# Something funny happening with operator overloading

• 04-13-2007
Argyle
The arithmetics of the program are incorrect
mvector.h

Code:

```#include <cmath> #ifndef _MVECTOR_H #define _MVECTOR_H namespace math { class Vector {     public:         float x;         float y;         float z;         Vector(float a=0,float b=0,float c=0)         {             x=a;             y=b;             z=c;         }     Vector operator+(Vector &v1)     {         Vector tmp;           tmp.x=v1.x+x;         tmp.y=v1.y+y;         tmp.z=v1.z+z;             return tmp;     };     Vector operator-(Vector v1)     {         Vector tmp;         tmp.x=x-v1.x;         tmp.y=y-v1.y;         tmp.y=z-v1.z;             return tmp;     }; float VecLength(Vector v) {     return sqrt(pow(v.x,2)+pow(v.y,2)+pow(v.z,2)); }; float DotProduct(Vector v1,Vector v2) {     return (v1.x*v2.x + v1.y*v2.y + v1.z*v2.z); }     Vector CrossProduct(Vector v1, Vector v2)     {         Vector temp;         temp.x=v1.y*v2.z - v1.z*v2.y;         temp.y=v1.z*v2.x - v1.x*v2.z;         temp.z=v1.x*v2.y - v1.y*v2.x;         return temp;     }; }; } #endif```

main.cpp
Code:

```#include <iostream> #include <cmath> #include "Mvector.h" using namespace math; using namespace std; Vector a= Vector(1,-8,-3); Vector b=Vector(2,2,3); Vector c= a-b; int main() {         std::cout <<c.x<< std::endl;         std::cout <<c.y<< std::endl;         std::cout <<c.z<< std::endl;         return 0; }```
for some reason it outputs:
-1
-6
0
whats wrong?
• 04-13-2007
CornedBee
Quote:

Code:

```        tmp.x=x-v1.x;         tmp.y=y-v1.y;         tmp.y=z-v1.z;```

There's an error here, but I'm not telling you what. :p
• 04-14-2007
Argyle
Oops! :eek: Thanks for pointing that one out!:)
• 04-14-2007
pronecracker
Your class design is not very object oriented. A vector object should be able to calculate its own length, there doesn't have to be a function to do that for them, if you know what I mean
• 04-14-2007
grumpy
Quote:

Originally Posted by pronecracker
Your class design is not very object oriented. A vector object should be able to calculate its own length, there doesn't have to be a function to do that for them, if you know what I mean

This is a common fallacy.

"Object oriented" is not the same thing as "all functions to calculate some property of an object must be member functions of the class".
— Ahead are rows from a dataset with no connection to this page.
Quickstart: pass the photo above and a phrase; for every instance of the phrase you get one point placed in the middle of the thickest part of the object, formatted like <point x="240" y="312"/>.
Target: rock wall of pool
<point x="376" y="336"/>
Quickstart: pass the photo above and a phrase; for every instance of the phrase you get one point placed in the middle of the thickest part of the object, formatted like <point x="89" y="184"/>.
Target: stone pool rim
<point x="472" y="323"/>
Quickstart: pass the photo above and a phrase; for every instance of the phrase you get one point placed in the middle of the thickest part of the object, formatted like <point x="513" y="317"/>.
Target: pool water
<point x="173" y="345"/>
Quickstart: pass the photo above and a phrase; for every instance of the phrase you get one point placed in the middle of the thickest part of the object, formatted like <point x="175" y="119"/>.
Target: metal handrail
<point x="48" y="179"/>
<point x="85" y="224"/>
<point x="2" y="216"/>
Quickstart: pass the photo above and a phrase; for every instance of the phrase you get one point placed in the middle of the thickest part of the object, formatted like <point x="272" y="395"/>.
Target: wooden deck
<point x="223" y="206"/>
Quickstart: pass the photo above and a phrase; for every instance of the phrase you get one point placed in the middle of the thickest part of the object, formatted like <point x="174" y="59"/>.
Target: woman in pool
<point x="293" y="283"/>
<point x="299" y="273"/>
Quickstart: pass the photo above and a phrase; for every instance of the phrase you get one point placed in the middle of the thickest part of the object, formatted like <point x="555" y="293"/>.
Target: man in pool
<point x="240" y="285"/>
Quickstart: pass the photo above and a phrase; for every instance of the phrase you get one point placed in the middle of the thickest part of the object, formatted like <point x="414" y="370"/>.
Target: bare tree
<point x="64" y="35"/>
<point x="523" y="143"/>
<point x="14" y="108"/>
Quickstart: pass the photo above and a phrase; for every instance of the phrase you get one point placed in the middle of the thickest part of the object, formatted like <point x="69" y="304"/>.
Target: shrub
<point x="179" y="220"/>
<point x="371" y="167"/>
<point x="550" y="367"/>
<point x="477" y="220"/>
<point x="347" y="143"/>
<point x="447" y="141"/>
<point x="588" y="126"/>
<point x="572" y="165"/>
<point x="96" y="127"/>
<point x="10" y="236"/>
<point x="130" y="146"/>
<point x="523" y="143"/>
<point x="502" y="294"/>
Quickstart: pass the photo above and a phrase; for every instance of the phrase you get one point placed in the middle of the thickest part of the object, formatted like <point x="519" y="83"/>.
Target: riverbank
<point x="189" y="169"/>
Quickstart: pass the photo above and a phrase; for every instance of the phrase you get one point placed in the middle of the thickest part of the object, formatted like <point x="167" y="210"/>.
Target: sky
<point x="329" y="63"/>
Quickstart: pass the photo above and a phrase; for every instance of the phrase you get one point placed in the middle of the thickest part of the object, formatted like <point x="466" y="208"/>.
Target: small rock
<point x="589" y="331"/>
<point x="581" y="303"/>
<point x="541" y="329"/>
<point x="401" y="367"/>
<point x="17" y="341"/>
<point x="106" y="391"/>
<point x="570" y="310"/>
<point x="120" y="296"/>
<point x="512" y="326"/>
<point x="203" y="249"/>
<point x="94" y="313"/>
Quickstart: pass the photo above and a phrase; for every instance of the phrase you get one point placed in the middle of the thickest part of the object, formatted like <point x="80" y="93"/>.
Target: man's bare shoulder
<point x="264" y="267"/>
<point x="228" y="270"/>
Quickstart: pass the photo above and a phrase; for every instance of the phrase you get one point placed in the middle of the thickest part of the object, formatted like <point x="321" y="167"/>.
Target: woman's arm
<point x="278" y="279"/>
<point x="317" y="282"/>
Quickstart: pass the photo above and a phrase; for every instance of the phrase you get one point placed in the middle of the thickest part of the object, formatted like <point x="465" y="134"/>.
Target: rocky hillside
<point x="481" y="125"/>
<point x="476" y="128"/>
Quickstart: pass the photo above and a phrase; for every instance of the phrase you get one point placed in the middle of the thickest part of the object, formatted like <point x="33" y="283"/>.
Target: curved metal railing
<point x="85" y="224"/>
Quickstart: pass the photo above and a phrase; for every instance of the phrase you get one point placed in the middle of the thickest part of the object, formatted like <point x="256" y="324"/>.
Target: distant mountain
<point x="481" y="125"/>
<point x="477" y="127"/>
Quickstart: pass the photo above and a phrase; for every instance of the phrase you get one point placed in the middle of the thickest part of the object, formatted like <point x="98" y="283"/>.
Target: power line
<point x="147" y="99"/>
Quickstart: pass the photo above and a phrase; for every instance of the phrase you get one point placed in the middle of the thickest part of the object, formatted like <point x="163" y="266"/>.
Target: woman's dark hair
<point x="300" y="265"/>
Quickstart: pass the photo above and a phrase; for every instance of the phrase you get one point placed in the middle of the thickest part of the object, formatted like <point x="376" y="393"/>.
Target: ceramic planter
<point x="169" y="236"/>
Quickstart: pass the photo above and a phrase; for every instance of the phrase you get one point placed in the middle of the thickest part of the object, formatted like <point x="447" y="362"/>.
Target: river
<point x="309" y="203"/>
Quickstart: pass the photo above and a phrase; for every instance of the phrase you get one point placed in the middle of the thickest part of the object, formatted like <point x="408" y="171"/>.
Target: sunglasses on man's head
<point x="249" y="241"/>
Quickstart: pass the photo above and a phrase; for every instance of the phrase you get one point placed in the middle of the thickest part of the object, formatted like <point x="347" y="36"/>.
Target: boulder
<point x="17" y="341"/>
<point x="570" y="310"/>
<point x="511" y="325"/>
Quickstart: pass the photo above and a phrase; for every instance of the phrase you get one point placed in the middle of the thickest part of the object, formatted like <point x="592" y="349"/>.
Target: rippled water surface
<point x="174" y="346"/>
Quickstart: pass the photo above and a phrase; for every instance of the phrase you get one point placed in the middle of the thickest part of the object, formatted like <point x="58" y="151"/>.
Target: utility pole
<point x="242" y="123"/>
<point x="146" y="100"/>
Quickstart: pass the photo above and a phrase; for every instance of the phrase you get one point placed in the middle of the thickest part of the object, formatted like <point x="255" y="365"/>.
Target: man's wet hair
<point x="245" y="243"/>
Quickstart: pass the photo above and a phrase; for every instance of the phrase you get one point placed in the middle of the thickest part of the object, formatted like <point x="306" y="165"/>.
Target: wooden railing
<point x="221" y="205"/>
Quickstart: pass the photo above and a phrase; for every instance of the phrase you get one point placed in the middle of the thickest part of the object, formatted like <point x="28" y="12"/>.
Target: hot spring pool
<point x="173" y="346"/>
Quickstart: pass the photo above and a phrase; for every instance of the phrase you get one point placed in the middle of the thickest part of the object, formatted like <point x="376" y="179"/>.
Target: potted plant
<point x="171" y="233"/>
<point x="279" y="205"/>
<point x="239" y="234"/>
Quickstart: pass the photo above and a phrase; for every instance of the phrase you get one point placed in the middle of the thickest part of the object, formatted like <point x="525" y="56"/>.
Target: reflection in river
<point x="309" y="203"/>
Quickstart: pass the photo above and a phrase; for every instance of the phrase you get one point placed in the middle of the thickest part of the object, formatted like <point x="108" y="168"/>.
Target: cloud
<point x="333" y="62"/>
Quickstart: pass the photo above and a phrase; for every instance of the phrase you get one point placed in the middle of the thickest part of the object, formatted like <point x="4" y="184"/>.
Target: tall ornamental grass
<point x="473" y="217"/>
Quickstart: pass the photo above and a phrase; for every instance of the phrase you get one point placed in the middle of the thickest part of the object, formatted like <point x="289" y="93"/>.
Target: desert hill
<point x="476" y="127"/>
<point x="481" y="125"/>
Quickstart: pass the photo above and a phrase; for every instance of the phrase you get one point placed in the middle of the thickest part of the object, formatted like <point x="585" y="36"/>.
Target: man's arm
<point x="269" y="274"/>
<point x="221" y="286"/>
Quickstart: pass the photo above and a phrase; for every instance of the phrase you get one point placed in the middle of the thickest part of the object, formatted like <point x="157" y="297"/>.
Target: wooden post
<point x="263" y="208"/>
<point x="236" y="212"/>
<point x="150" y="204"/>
For discussion of cases, in C++, where implementing operations as member functions can actually reduce benefits associated with encapsulation of a class, have a look here.
• 04-14-2007
Argyle
So instead of v.VecLength(v) i should have v.VecLength?
• 04-14-2007
laserlight
No, not at all. What grumpy is saying is that just because a free function is used instead of a member function does not mean the code is any less object oriented.
• 04-14-2007
Sebastiani
Quote:

Originally Posted by grumpy
This is a common fallacy.

"Object oriented" is not the same thing as "all functions to calculate some property of an object must be member functions of the class".
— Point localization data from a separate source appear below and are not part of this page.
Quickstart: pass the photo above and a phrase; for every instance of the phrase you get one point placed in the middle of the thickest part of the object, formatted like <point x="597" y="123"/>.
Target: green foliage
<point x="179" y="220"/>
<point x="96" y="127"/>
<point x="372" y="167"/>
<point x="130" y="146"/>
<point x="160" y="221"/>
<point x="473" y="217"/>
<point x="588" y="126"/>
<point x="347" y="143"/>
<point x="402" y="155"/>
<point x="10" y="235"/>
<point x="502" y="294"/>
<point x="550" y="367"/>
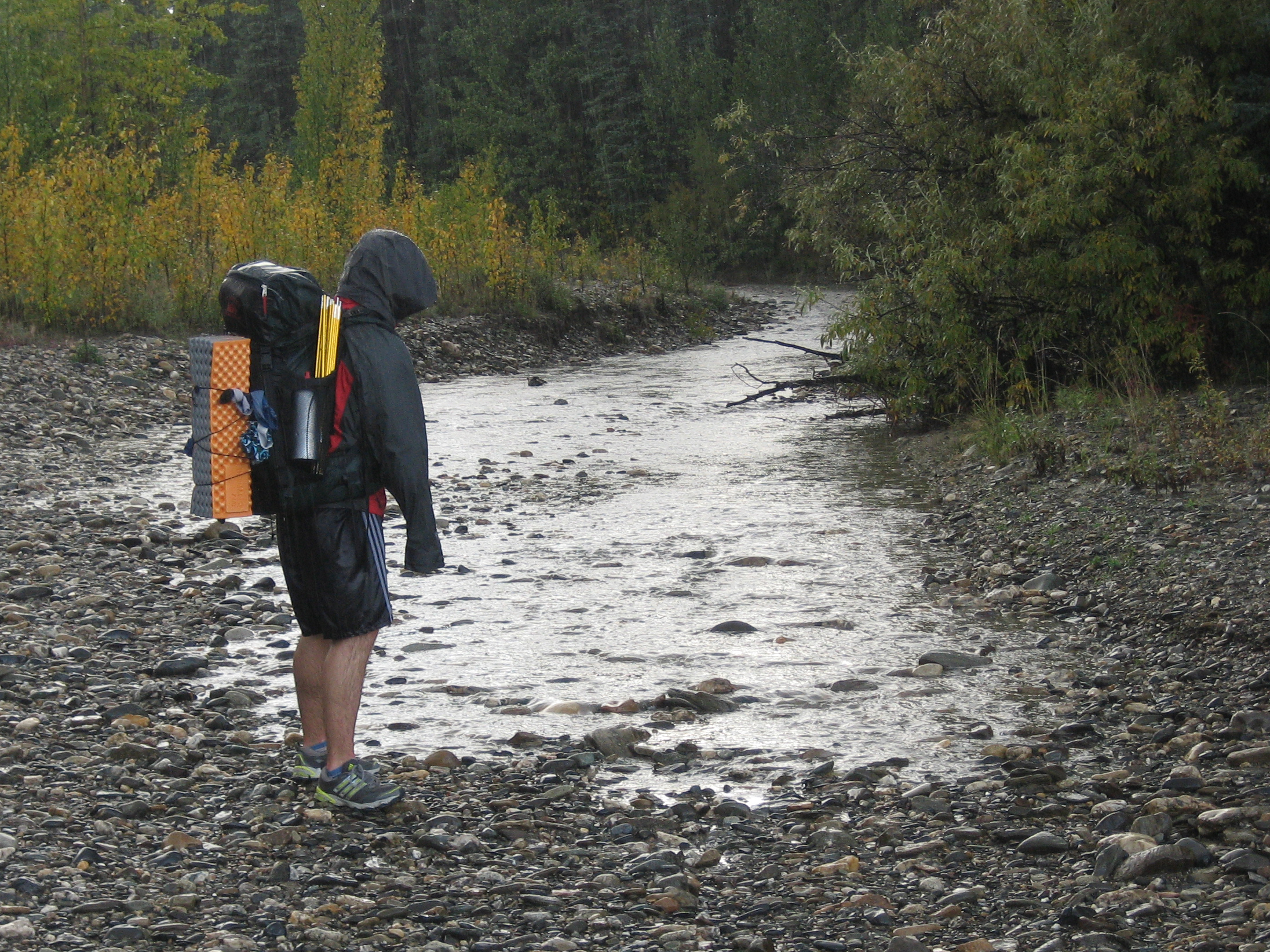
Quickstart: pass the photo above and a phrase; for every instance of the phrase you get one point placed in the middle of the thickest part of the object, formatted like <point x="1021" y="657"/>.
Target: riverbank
<point x="141" y="807"/>
<point x="1137" y="552"/>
For discussion of cases, in C++, where implementing operations as member functions can actually reduce benefits associated with encapsulation of a class, have a look here.

eh?

I don't disagree that it's sometimes more practical to do things that way but it is not, by definition, OOP. it's unfortunate that C++ doesn't allow us to define non-member functions and yet have the option to call them as members, ie:

Code:

```void bar(foo const &);   foo foo; bar(foo); foo.bar();```
that would allow you to do a lot of neat things, if you think about it.
• 04-14-2007
grumpy
Quote:

Originally Posted by Sebastiani
I don't disagree that it's sometimes more practical to do things that way but it is not, by definition, OOP.

I'd be very interested to see an accepted definition of OOP that specifically requires that all operations on a class be members of a class.

Quote:

Originally Posted by Sebastiani
it's unfortunate that C++ doesn't allow us to define non-member functions and yet have the option to call them as members, ie:

Code:

```void bar(foo const &);   foo foo; bar(foo); foo.bar();```
that would allow you to do a lot of neat things, if you think about it.

If you really need to do that, provide both the member and non-member versions, and have one call the other.